Seven months Lendl won the US Open.
Castorri devised a program for Lendl based on logotherapy, which posits that man’s only freedom is the attitude they choose. Meaning, players must face the possibility of losing before walking on court, face that fear, and then put it behind them – perhaps this is what Murray meant when he mentioned “winning and losing like a man.”
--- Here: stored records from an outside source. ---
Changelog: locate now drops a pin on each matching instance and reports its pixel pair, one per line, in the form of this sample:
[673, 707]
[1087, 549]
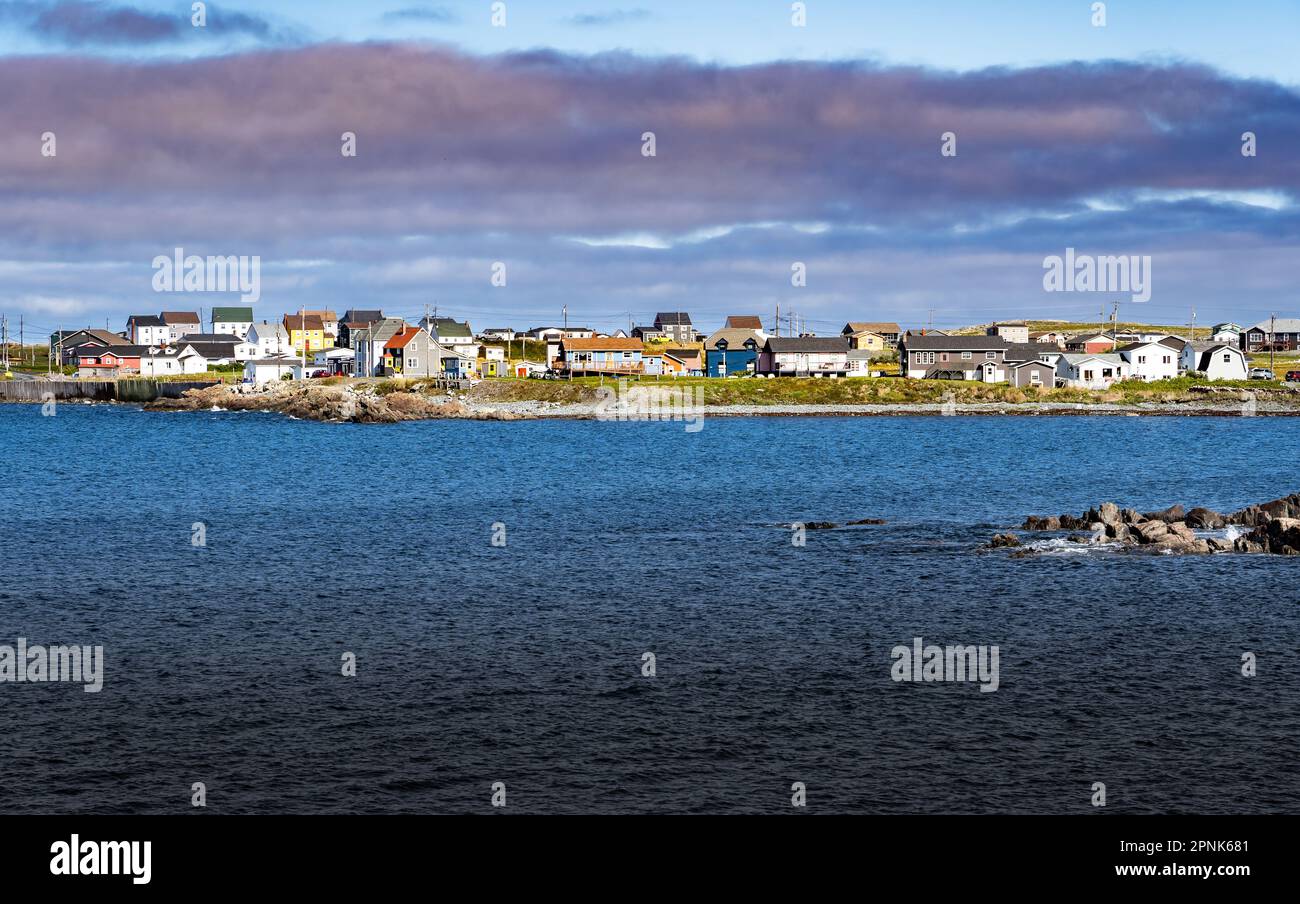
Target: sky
[519, 151]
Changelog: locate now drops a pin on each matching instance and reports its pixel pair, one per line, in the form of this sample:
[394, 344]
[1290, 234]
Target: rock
[1173, 514]
[1205, 519]
[1151, 531]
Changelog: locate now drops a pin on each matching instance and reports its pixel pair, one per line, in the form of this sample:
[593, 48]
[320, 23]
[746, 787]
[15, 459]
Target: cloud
[611, 17]
[94, 22]
[440, 14]
[536, 159]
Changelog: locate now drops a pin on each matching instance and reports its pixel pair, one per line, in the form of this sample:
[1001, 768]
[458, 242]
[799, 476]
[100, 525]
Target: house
[601, 357]
[1217, 360]
[1149, 360]
[333, 360]
[368, 345]
[329, 323]
[232, 321]
[1227, 333]
[958, 357]
[267, 340]
[99, 362]
[675, 325]
[355, 319]
[1090, 344]
[271, 370]
[493, 363]
[1088, 371]
[68, 344]
[181, 323]
[147, 329]
[888, 331]
[307, 333]
[1279, 334]
[411, 353]
[690, 359]
[1014, 331]
[167, 360]
[732, 351]
[447, 332]
[1035, 372]
[806, 355]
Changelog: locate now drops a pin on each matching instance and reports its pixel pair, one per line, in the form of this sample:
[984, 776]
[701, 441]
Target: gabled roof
[232, 315]
[809, 344]
[736, 338]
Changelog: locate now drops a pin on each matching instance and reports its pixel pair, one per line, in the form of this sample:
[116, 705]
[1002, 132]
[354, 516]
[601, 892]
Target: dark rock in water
[1004, 541]
[1169, 515]
[1205, 519]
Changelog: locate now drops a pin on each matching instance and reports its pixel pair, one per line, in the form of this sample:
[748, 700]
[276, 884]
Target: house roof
[232, 315]
[957, 344]
[603, 345]
[736, 338]
[810, 344]
[879, 327]
[1279, 325]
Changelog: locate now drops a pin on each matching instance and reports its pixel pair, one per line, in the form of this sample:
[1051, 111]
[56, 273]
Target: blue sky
[779, 145]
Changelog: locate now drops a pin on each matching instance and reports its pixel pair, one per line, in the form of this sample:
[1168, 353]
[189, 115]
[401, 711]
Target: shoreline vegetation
[394, 399]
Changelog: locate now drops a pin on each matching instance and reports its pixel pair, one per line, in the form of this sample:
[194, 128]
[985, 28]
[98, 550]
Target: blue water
[523, 664]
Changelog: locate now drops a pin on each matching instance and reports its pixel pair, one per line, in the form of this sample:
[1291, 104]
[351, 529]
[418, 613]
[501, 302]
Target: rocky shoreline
[1274, 528]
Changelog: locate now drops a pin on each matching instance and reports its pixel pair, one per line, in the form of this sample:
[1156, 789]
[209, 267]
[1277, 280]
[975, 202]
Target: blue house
[732, 351]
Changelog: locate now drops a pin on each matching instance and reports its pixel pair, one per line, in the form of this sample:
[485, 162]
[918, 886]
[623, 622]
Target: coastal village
[367, 344]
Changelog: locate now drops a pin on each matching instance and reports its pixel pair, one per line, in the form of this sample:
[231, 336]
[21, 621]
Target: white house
[268, 340]
[1149, 360]
[1091, 371]
[1217, 360]
[232, 321]
[271, 370]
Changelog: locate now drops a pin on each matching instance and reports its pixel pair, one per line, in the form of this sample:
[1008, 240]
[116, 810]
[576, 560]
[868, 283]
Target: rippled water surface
[523, 664]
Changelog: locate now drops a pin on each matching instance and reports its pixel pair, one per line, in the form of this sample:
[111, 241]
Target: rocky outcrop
[1277, 528]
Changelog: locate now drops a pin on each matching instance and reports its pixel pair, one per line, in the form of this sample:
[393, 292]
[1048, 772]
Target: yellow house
[310, 329]
[869, 341]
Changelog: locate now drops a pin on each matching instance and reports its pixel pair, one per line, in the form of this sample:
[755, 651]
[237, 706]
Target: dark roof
[807, 344]
[957, 344]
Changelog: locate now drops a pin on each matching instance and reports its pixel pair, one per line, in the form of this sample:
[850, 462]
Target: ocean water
[523, 664]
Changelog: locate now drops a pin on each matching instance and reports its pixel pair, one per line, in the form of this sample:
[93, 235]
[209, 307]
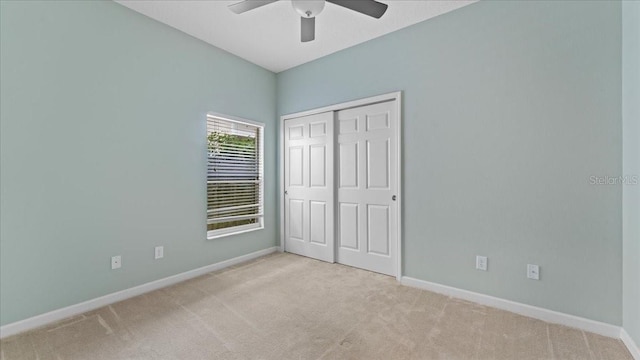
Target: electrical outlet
[481, 263]
[533, 272]
[116, 262]
[159, 254]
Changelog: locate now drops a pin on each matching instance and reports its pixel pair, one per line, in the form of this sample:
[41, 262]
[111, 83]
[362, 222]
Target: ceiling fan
[309, 9]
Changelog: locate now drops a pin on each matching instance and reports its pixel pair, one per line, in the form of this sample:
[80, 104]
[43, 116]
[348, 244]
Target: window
[234, 176]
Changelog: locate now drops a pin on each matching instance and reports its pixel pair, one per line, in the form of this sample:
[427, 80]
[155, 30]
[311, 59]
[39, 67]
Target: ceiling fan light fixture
[308, 8]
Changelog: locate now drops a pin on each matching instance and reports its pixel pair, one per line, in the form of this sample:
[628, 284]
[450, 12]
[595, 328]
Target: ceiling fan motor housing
[308, 8]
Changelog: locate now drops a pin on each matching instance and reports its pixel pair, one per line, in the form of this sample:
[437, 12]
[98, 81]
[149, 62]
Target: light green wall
[103, 151]
[509, 108]
[631, 166]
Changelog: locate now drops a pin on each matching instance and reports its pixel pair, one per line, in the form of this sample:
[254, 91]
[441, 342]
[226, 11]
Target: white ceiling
[269, 36]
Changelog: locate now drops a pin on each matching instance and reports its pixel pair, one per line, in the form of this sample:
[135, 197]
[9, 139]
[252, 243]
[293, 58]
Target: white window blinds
[234, 175]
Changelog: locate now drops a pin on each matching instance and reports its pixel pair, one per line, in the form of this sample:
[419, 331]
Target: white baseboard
[518, 308]
[630, 344]
[55, 315]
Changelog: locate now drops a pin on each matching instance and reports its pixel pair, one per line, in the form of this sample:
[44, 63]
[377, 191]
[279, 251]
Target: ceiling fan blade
[247, 5]
[368, 7]
[307, 29]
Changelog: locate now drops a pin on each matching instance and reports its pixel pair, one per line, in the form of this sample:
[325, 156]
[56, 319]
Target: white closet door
[367, 187]
[309, 186]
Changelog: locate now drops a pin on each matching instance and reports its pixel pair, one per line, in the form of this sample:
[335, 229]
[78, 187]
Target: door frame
[393, 96]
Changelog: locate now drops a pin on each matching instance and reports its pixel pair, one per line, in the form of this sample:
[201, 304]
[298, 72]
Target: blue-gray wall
[631, 166]
[103, 151]
[509, 109]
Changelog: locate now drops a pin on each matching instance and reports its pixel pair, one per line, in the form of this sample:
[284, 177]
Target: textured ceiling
[270, 35]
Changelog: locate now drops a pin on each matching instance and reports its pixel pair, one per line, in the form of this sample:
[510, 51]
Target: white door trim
[394, 96]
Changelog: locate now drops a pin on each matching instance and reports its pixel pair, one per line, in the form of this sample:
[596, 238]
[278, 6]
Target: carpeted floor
[284, 306]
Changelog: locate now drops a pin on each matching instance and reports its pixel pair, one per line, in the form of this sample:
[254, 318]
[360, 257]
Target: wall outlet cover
[481, 263]
[159, 252]
[116, 262]
[533, 272]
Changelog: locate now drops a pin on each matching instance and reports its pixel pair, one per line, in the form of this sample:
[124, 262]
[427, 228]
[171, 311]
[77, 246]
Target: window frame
[259, 225]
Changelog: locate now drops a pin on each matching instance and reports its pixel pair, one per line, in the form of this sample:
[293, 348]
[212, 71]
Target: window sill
[216, 234]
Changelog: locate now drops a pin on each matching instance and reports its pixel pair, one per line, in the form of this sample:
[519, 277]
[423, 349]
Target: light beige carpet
[284, 306]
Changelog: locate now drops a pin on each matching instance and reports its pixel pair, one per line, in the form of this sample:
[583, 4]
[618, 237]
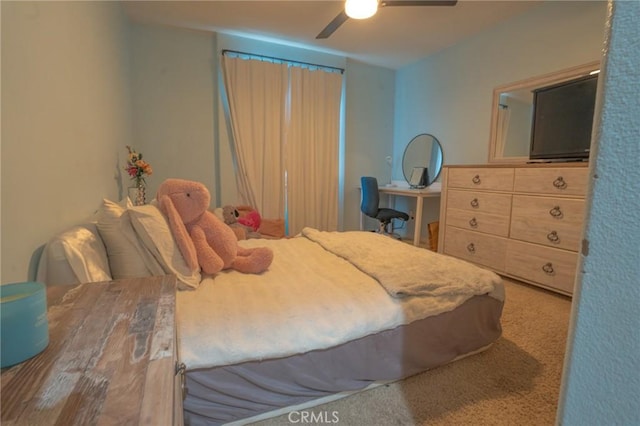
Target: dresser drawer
[478, 221]
[552, 181]
[483, 202]
[496, 179]
[548, 266]
[554, 222]
[476, 247]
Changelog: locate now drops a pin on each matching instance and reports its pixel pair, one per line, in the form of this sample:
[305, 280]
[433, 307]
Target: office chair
[370, 205]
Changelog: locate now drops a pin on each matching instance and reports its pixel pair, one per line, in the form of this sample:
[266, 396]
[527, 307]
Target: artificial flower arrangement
[136, 167]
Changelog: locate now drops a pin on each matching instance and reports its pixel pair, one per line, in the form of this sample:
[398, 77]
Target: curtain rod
[225, 51]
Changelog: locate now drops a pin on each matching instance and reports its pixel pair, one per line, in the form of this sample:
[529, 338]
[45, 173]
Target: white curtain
[312, 149]
[285, 124]
[256, 93]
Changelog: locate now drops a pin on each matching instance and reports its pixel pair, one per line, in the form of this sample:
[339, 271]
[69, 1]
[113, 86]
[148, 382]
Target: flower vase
[137, 194]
For interesting reading, check out Man’s Search for Meaning by Victor Frankl
Murray has yet one more hurdle to face. In 2011 he was ranked 93rd in percentage of points won on his second serve, and Djokovic was ranked first in points won returning the second serve. This year Murray has improved a little, now ranked 66th in this important points won on the second serve category. But to my mind, this is still Murray’s Achilles heel. In many matches his first serve reaches 130 mph, but in those same matches some second serves are 80mph or less. And as I continue to study nuances of the serve, and what Pete Roger and Pancho (Gonzalez) have in common, Andy’s serve appears different. My hunch is that he strokes it, you see way too much hand and arm speed in the follow thru, and far less snap or whip at the top of the swing. Sampras once credited his seven Wimbledon titles to having the “best second serve in the game.” For Andy to take the next steps, that I believe is his real project, along with (of course) playing like a “man.”